Bij belanghebbende, X, worden voorschotten zorgtoeslag, kindgebonden budget en huurtoeslag over het jaar 2017 teruggevorderd. Dit omdat zij een deel van dat jaar een toeslagpartner zou hebben gehad. Volgens X woonde haar ex-partner, A, dat jaar echter niet meer bij haar en had zij dus geen toeslagpartner. A zou in december 2016 naar het buitenland vertrokken zijn en eind januari 2017 onverwacht zijn teruggekeerd naar Nederland. Toen X aangaf hem niet meer in huis te willen hebben, is één en ander uitgelopen op een mishandeling.
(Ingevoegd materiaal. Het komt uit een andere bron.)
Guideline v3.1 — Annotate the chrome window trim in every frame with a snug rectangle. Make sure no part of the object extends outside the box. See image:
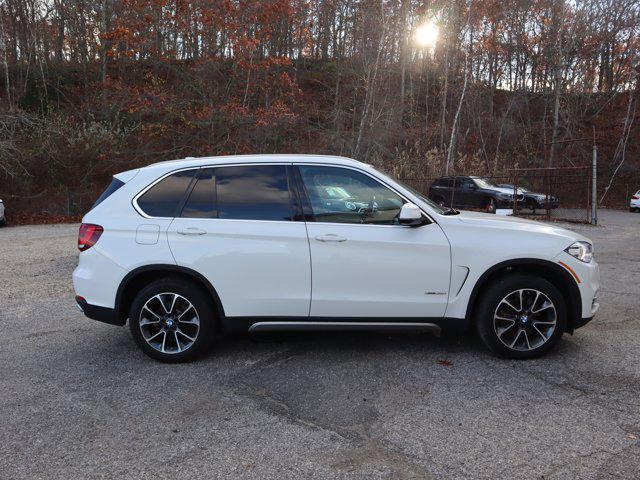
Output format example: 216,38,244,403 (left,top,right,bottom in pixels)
131,162,291,219
294,162,438,228
131,162,438,228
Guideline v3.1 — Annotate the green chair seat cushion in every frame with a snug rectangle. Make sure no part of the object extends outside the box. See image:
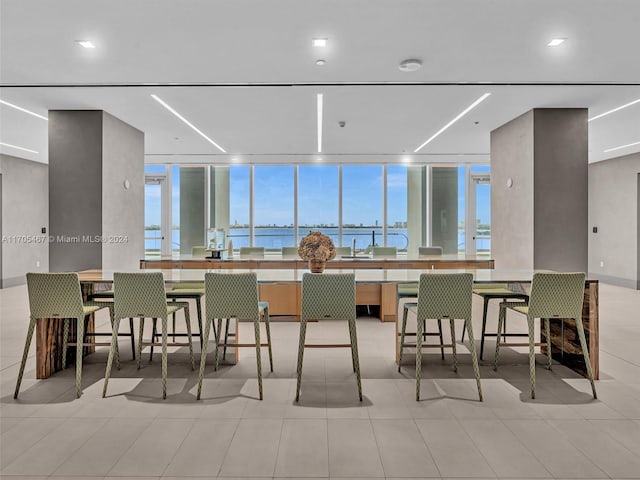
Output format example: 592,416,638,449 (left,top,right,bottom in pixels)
398,282,418,298
82,305,106,315
511,306,529,315
167,302,189,315
473,287,527,298
171,282,204,292
91,290,113,299
167,288,204,298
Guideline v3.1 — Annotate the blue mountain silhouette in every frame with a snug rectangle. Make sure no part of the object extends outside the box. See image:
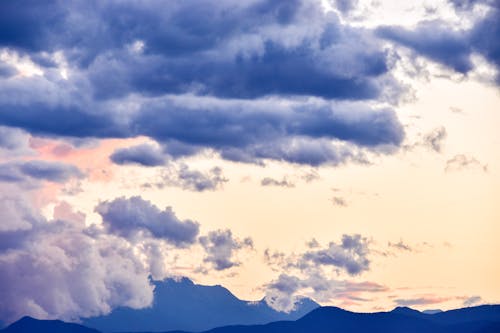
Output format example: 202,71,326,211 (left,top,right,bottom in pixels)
0,317,99,333
83,278,319,332
0,305,500,333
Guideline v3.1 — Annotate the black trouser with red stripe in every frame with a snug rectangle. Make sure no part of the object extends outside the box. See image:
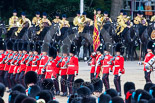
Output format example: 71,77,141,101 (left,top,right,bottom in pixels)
61,75,67,93
102,73,110,90
0,70,4,83
19,71,25,87
67,74,75,94
114,75,121,93
144,71,152,83
54,75,60,92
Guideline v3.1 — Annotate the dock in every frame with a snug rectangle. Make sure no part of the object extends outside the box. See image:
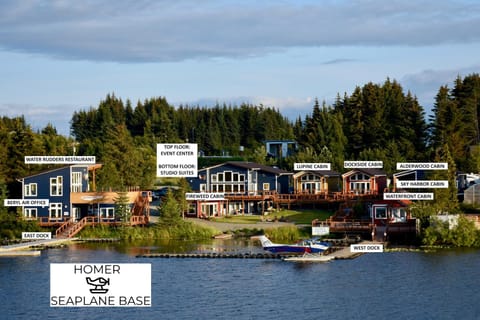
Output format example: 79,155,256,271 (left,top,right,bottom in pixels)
0,238,78,257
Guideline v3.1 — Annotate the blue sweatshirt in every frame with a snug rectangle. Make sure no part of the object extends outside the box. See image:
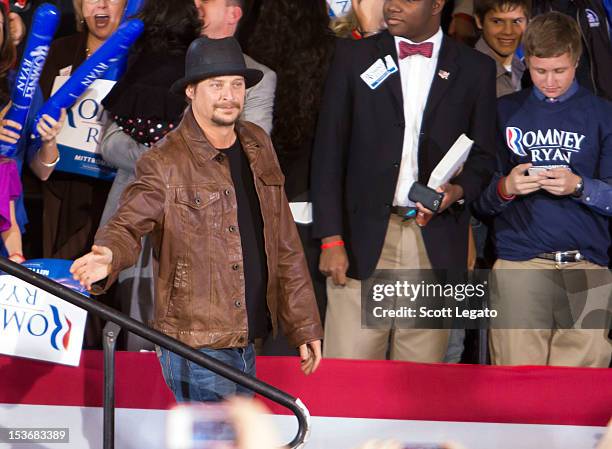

A zwerft sindsdien rond en heeft zich niet eerder dan in mei 2017 in de Basisregistratie Personen (hierna: BRP) uitgeschreven op haar adres. Haar bezwaar tegen de terugvorderingsbesluiten wordt echter ongegrond verklaard. X komt in beroep.
Volgens Rechtbank Noord-Holland is art. 3 van de Awir bepalend voor het vaststellen van het partnerschap voor de inkomensafhankelijke regelingen. Dit is een dwingendrechtelijke wettelijke bepaling. De inschrijving in de BRP is bepalend voor de vraag of sprake is van een toeslagpartner. Er is geen reden om daarvan af te wijken op grond van artikel 3 lid 2, aanhef en onder c, van de Uitv.reg. Awir. Het beroep is ongegrond.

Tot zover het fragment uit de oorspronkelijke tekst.